Is my Double-Checked Locking Pattern implementation right?
Meyers 的《Effective Modern C》一书中的一个例子,第 16 条。
in a class caching an expensive-to-compute int, you might try to use a
pair of std::atomic avriables instead of a mutex:
1 2 3 4 5 6 7 8 9 10 11 12 13 14 15 16 17 18 | class Widget { public: int magicValue() const { if (cachedValid) { return cachedValue; } else { auto val1 = expensiveComputation1(); auto val2 = expensiveComputation2(); cachedValue = va1 + val2; cacheValid = true; return cachedValue; } } private: mutable std::atomic<bool> cacheValid { false }; mutable std::atomic<int> cachedValue; }; |
This will work, but sometimes it will work a lot harder than it
should.Consider: A thread calls Widget::magicValue, sees cacheValid as
false, performs the two expensive computations, and assigns their sum
to cachedValud. At that point, a second thread calss
Widget::magicValue, also sees cacheValid as false, and thus carries
out the same expensive computations that the first thread has just
finished.
然后他给出了一个使用互斥锁的解决方案:
1 2 3 4 5 6 7 8 9 10 11 12 13 14 15 16 17 18 19 20 | class Widget { public: int magicValue() const { std::lock_guard<std::mutex> guard(m); if (cacheValid) { return cachedValue; } else { auto val1 = expensiveComputation1(); auto val2 = expensiveComputation2(); cachedValue = va1 + val2; cacheValid = true; return cachedValue; } } private: mutable std::mutex m; mutable bool cacheValid { false }; mutable int cachedValue; }; |
但我认为解决方案不是那么有效,我考虑将互斥锁和原子结合起来组成一个双重检查锁定模式,如下所示。

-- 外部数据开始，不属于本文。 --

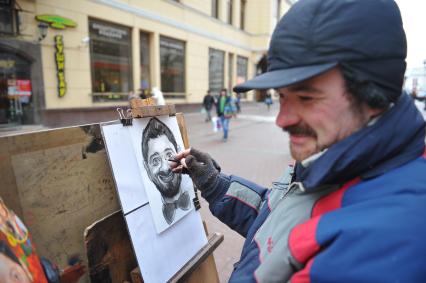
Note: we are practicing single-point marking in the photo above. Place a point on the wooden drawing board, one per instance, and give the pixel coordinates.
(201, 267)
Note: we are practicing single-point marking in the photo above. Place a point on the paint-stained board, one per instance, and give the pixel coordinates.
(59, 181)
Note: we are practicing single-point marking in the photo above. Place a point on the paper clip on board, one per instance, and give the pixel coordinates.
(125, 117)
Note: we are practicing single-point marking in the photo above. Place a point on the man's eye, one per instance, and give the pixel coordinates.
(305, 98)
(155, 161)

1 2 3 4 5 6 7 8 9 10 11 12 13 14 15 16 17 18 19 20 | class Widget { public: int magicValue() const { if (!cacheValid) { std::lock_guard<std::mutex> guard(m); if (!cacheValid) { auto val1 = expensiveComputation1(); auto val2 = expensiveComputation2(); cachedValue = va1 + val2; cacheValid = true; } } return cachedValue; } private: mutable std::mutex m; mutable std::atomic<bool> cacheValid { false }; mutable std::atomic<int> cachedValue; }; |
因为我是多线程编程的新手,所以想了解一下:
- 我的代码对吗?
- 它的性能更好吗?
编辑:
修复了代码。if (!cachedValue) -> if (!cacheValid)
正如HappyCactus所指出的,第二个检查
Is my code right?
是的。您应用的双重检查锁定模式是正确的。但请参阅下面的一些改进。
Does it performance better ?
与完全锁定的变体(您的帖子中的第二个)相比,它的性能大多更好,直到
与无锁变体(您的帖子中的第一个)相比,您的代码表现出更好的性能,直到值计算比等待互斥锁更快。

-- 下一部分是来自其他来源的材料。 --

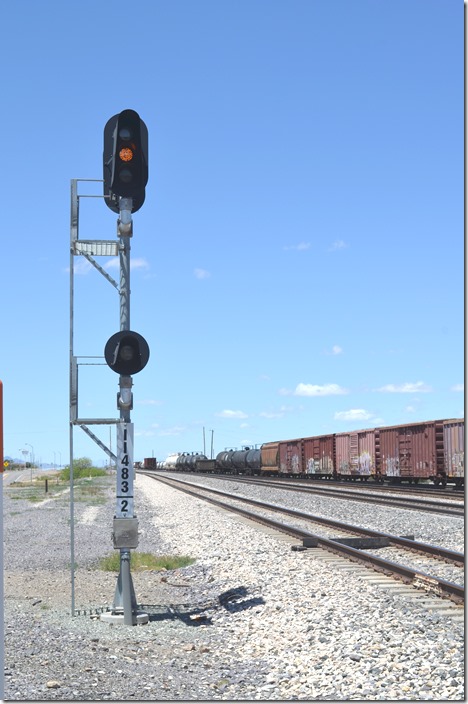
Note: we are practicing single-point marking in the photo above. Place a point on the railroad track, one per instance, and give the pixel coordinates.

例如,10 个值的总和(通常)比等待互斥锁要快。在这种情况下,第一个变体是可取的。另一方面,从文件中读取 10 次比等待互斥体慢,所以你的变体比第一次好。
实际上,对您的代码有一些简单的改进,可以使其更快(至少在某些机器上)并提高对代码的理解:
此外,如该答案 https://stackoverflow.com/a/30049946/3440745 中所述,当访问
1 2 3 4 5 6 7 8 9 10 11 12 13 14 15 16 17 18 19 20 21 22 23 | class Widget { public: int magicValue() const { //'Acquire' semantic when read flag. if (!cacheValid.load(std::memory_order_acquire)) { std::lock_guard<std::mutex> guard(m); // Reading flag under mutex locked doesn't require any memory order. if (!cacheValid.load(std::memory_order_relaxed)) { auto val1 = expensiveComputation1(); auto val2 = expensiveComputation2(); cachedValue = va1 + val2; // 'Release' semantic when write flag cacheValid.store(true, std::memory_order_release); } } return cachedValue; } private: mutable std::mutex m; mutable std::atomic<bool> cacheValid { false }; mutable int cachedValue; // Atomic isn't needed here. }; |
您可以通过降低内存排序要求来稍微提高解决方案的效率。这里不需要原子操作的默认顺序一致性内存顺序。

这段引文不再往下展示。